E bem ali, eles só souberam que existia coisas demais em suas cabeças para processar aquele momento de suas vidas agora e o rotular. E colocar em potes pequenos algo que era imensuravelmente infinito.
— Ele é meu companheiro. — Ayla responde por fim, e Juan assente com a cabeça.
Porque bem, ele era aquele que a acompanhava, que estava presente em todas atividades na sua vida nos últimos meses. E isso por si só, já era suficiente.
Andrea estava prestes a entender aquela ligação, até que o barulho de um despertador presente na sala, chamou sua atenção. Ela correu até o relógio e observando a hora, exclamou:
— Meu Deus, estou atrasada!
Ayla ouve o atordoamento em sua voz e se aproxima.
— O que aconteceu? Você tinha algo para fazer? Estamos incomodando, não é? Mas não se preocupe, nós já iremos embora. — Ayla fala tão rapidamente, que outra vez Andrea precisa de tempo para processar.
E assim que entende tudo que Ayla dissera, ela grita:
— Não! Nem pense nisso. — Ayla tem um sobressalto com o seu tom, e sua mãe estica a mão para tocar na dela. — Por favor, não vá embora agora. Precisamos conversar. Você não está atrapalhando em nada, pelo contrário. Você está me salvando depois de tantos anos de escuridão.
Ayla sorri ao ouvir aquelas palavras saindo da boca daquela mulher, da sua mãe. Aquele era o tipo de amor e devoção materno que Ayla tanto lera em livros e vira em filmes? Porque aquilo tipo de sensação era realmente mágico.
— Eu só preciso ir a fazenda ao lado para prender o gado de volta. Eu trabalho para os senhores daquela fazenda há um tempo. Eu juro que é rápido, e em breve volto. Enquanto isso, você pode conhecer a casa e os arredores com....
— Juan. — Ele interfere, quando percebe que ela quer falar o nome dele. Outra vez aquela mulher apenas franze o cenho ao observá-lo, mas logo se recompõe. — A senhora não aceita uma corona? Posso leva-la de carro.
No mesmo instante, Andrea sorri e nega freneticamente com a cabeça.
— Me desculpe, meu rapaz. Mas ir cavalgando no final da tarde é até lá é algo indispensável para mim. — Andrea responde.
— Você sabe cavalgar? — Ayla pergunta, admirada. — Tem cavalos por aqui?
Andrea assente sorrindo, enquanto se aproxima de uma estante e puxa uma cela de cavalo.
— Ainda temos muito para aprender uma da outra. E eu estou ansiosa para dividir tudo com você. — Ela avisa, mas logo se aproxima da porta e anuncia — Agora eu realmente preciso ir, estou atrasada. Te vejo em poucos minutos, Luna.
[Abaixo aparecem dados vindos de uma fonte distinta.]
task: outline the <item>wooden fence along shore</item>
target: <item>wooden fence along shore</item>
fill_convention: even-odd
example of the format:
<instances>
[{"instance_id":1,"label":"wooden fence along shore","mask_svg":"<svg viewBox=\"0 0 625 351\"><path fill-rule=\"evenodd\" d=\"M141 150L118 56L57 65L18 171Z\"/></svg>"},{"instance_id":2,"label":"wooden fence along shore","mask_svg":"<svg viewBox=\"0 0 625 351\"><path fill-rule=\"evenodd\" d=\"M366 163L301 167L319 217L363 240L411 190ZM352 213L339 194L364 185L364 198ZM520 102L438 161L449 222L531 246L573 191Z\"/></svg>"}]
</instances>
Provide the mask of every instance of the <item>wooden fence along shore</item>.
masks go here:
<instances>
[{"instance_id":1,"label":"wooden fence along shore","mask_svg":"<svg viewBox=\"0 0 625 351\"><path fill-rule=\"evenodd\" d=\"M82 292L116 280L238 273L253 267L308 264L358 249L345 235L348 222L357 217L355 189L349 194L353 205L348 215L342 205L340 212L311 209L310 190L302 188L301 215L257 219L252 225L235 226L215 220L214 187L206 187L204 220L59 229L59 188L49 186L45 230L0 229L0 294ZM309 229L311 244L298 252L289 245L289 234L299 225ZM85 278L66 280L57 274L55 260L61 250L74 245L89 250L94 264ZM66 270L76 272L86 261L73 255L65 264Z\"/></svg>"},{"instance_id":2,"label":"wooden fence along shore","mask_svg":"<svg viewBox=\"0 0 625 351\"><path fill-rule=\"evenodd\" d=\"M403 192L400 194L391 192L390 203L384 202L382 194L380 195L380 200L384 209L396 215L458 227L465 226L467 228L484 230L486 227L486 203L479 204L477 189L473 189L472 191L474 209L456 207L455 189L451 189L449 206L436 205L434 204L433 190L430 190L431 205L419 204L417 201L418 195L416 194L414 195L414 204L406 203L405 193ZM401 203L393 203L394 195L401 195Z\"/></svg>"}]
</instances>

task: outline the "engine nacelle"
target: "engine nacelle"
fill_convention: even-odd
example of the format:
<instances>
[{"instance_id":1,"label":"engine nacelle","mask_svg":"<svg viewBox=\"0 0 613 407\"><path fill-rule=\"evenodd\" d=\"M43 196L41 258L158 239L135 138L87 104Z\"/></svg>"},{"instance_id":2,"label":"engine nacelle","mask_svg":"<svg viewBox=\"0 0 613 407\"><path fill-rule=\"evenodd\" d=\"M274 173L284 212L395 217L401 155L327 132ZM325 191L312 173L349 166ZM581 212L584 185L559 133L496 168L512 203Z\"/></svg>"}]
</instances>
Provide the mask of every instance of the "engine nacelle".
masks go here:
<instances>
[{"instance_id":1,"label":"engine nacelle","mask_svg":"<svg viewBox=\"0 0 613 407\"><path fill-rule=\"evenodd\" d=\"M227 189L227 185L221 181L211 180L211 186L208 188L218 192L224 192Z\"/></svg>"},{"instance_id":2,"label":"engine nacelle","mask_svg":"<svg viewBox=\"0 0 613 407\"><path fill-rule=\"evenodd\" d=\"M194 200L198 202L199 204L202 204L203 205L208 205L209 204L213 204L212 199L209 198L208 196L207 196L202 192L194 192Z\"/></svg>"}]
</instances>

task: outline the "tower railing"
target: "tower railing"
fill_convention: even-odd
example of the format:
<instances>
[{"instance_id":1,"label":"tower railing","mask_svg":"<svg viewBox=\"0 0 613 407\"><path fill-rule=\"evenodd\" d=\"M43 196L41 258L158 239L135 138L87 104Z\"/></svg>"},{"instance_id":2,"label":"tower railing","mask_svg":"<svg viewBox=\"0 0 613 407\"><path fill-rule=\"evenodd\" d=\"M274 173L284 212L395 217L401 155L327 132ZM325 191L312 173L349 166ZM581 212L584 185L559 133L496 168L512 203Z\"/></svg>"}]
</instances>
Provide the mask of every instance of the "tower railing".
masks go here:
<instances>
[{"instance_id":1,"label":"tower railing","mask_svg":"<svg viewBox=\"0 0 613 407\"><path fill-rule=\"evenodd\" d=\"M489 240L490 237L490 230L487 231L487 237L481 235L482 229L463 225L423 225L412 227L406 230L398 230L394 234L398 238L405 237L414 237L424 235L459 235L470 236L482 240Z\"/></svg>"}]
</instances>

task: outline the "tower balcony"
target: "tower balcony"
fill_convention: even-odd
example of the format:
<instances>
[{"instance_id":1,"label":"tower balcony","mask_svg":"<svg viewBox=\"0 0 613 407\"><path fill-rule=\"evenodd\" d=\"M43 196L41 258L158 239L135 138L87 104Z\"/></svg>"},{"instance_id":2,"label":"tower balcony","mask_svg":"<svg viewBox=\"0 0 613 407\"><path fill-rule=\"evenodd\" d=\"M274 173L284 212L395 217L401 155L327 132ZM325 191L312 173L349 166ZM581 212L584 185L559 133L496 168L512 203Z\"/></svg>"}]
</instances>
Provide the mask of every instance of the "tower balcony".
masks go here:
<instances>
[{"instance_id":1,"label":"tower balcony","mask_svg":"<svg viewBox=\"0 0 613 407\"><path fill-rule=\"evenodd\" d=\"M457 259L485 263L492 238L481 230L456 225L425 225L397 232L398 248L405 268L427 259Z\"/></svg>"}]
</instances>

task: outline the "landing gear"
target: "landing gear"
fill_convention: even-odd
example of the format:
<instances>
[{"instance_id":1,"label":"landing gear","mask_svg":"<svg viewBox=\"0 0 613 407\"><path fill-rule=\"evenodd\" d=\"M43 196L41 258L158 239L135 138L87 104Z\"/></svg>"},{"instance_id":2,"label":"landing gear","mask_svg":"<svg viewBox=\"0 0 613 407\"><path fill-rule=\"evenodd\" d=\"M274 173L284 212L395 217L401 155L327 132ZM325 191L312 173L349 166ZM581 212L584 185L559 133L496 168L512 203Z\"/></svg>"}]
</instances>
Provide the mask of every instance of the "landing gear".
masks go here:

E se despedindo rapidamente, Andrea sai da casa. Ela assiste quando sua mãe caminha até o celeiro e pegando um cavalo de pelagem marrom branca, desaparece sitio a fora, sumindo entre os verdes.
— Luna? — Juan pergunta, confuso.
Ayla então solta um longo suspiro e ela finalmente sente a exaustão de tantas emoções nas últimas horas.
— Esse seria o meu nome. O nome que a Andrea escolheu para mim. A minha... mãe. — Ayla explica e percebe como aquilo soa estranho, dizendo em voz alta.
— Eu não entendo. Quer dizer, como? — Juan pergunta, verdadeiramente confuso.
— Você está com tempo? — Ayla pergunta, sorrindo.
— Todo do mundo. — Ele responde.
— Ok, vamos sentar. — Ela convida.
Ayla chama Juan para sentar do lado de fora daquela casa. Bem ao lado, há um banco de cerâmica, no meio das gramas e ao redor da árvore e é ali que eles ficam. Junto a natureza, enquanto Ayla revela a origem de sua própria natureza.
Assim que Ayla terminar de contar tudo que havia descoberto, Juan está exatamente como ela esperava: boquiaberto, o cenho franzido. Confuso. Surpreso. Admirado.
— Me senti exatamente igual a você. — Ayla diz, enquanto olha ao redor, para a vida distante da cidade.
Juan se vira para a observar e ele conhece Ayla o suficiente para saber que ela estava guardando coisas dentro de si que estavam lutando dentro dela para sair.
— E agora? Como você se sente? — ele pergunta, por fim.
Juan fica em silêncio enquanto espera por sua resposta e apenas permanece ao seu lado. Porque a verdade era que ele só queria a escutar.